- Occupations: Comedy writer, producer, podcast co-host
- Awards: Daytime Emmy Award

= Frank Santopadre =

American comedy writer and producer

Frank Santopadre is an American Emmy-winning comedy writer and producer for television, radio, and live events, currently working as a staff writer on ABC's The View. From 2014 until 2022, he served as the co-producer and co-host of Gilbert Gottfried's Amazing Colossal Podcast.

==Career==
Santopadre has provided comedy material for TV series and specials for over 30 years, including The 15th Annual Kennedy Center Mark Twain American Prize for Humor, Ellen DeGeneres, Lewis Black & Friends: Let Freedom Laugh, The Joy Behar Show, and The Comedy Central Roast of Pamela Anderson and Roseanne Barr. He received a Daytime Emmy Award for Outstanding Informative Talk Show as a producer of The View having also been nominated three times prior.

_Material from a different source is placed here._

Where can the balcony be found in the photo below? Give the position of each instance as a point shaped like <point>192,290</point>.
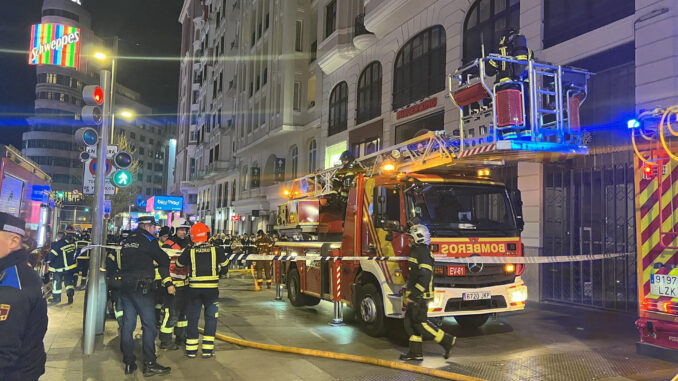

From 2014 to 2022, Santopadre was the co-producer and co-host of the weekly podcast Gilbert Gottfried's Amazing Colossal Podcast, as well as an offshoot Gilbert & Frank's Amazing Colossal Obsessions. The show, co-hosted by Gilbert Gottfried, featured hour-long interviews with show business icons, including Alan Arkin, Dick Van Dyke, Bruce Dern, and Carl Reiner. It was also named Best Podcast of 2015 by the Village Voice.

In 2025, Santopadre started a new podcast titled Fun for All Ages.